Re: I got an IOMMU IO page fault. What to do now?

2021-10-25 Thread Robin Murphy


On 2021-10-25 12:23, Christian König wrote:

Hi Paul,

not sure how the IOMMU gives out addresses, but the printed ones look 
suspicious to me. Something like we are using an invalid address like -1 
or similar.


FWIW those look like believable DMA addresses to me, assuming that the 
DMA mapping APIs are being backed iommu_dma_ops and the device has a 
40-bit DMA mask, since the IOVA allocator works top-down.


Likely causes are either a race where the dma_unmap_*() call happens 
before the hardware has really stopped accessing the relevant addresses, 
or the device's DMA mask has been set larger than it should be, and thus 
the upper bits have been truncated in the round-trip through the hardware.

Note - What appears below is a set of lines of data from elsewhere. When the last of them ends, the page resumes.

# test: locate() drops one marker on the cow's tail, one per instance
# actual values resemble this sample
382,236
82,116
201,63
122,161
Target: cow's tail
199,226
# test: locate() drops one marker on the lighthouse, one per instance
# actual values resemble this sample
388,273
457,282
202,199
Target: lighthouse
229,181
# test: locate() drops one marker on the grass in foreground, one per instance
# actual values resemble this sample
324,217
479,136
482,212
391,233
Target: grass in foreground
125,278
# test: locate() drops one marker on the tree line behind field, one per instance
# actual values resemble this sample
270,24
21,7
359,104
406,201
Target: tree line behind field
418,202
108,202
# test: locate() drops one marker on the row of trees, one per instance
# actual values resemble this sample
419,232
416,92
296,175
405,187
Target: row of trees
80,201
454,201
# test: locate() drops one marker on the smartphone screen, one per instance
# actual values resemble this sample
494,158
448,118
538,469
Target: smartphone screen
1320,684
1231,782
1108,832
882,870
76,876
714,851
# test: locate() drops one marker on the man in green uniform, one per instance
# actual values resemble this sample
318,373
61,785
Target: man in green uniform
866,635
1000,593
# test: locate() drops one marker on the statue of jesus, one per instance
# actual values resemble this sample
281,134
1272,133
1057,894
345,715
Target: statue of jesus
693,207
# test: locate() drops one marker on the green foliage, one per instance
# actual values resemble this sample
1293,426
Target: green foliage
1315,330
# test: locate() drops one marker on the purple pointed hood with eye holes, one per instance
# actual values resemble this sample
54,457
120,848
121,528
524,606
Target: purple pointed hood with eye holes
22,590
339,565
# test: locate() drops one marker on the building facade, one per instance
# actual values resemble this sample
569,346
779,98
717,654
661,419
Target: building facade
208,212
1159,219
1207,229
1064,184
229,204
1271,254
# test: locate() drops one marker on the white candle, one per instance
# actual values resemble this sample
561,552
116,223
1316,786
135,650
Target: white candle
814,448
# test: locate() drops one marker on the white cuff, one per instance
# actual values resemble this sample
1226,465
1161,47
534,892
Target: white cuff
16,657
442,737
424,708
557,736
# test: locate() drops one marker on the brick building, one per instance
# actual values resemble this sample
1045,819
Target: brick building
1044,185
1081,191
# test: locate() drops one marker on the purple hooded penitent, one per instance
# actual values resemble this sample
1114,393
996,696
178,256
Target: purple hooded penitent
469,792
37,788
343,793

Given the addresses involved, my suspicions would initially lean towards 
the latter case - the faults are in the very topmost pages which imply 
they're the first things mapped in that range. The other contributing 
factor being the trick that the IOVA allocator plays for PCI devices, 
where it tries to prefer 32-bit addresses. Thus you're only likely to 
see this happen once you already have ~3.5-4GB of live DMA-mapped memory 
to exhaust the 32-bit IOVA space (minus some reserved areas) and start 
allocating from the full DMA mask. You should be able to check that with 
a 5.13 or newer kernel by booting with "iommu.forcedac=1" and seeing if 
it breaks immediately (unfortunately with an older kernel you'd have to 
manually hack iommu_dma_alloc_iova() to the same effect).


Robin.

Can you try that on an up to date kernel as well? E.g. ideally bleeding 
edge amd-staging-drm-next from Alex repository.


Regards,
Christian.

Am 25.10.21 um 12:25 schrieb Paul Menzel:

Dear Linux folks,


On a Dell OptiPlex 5055, Linux 5.10.24 logged the IOMMU messages 
below. (GPU hang in amdgpu issue #1762 [1] might be related.)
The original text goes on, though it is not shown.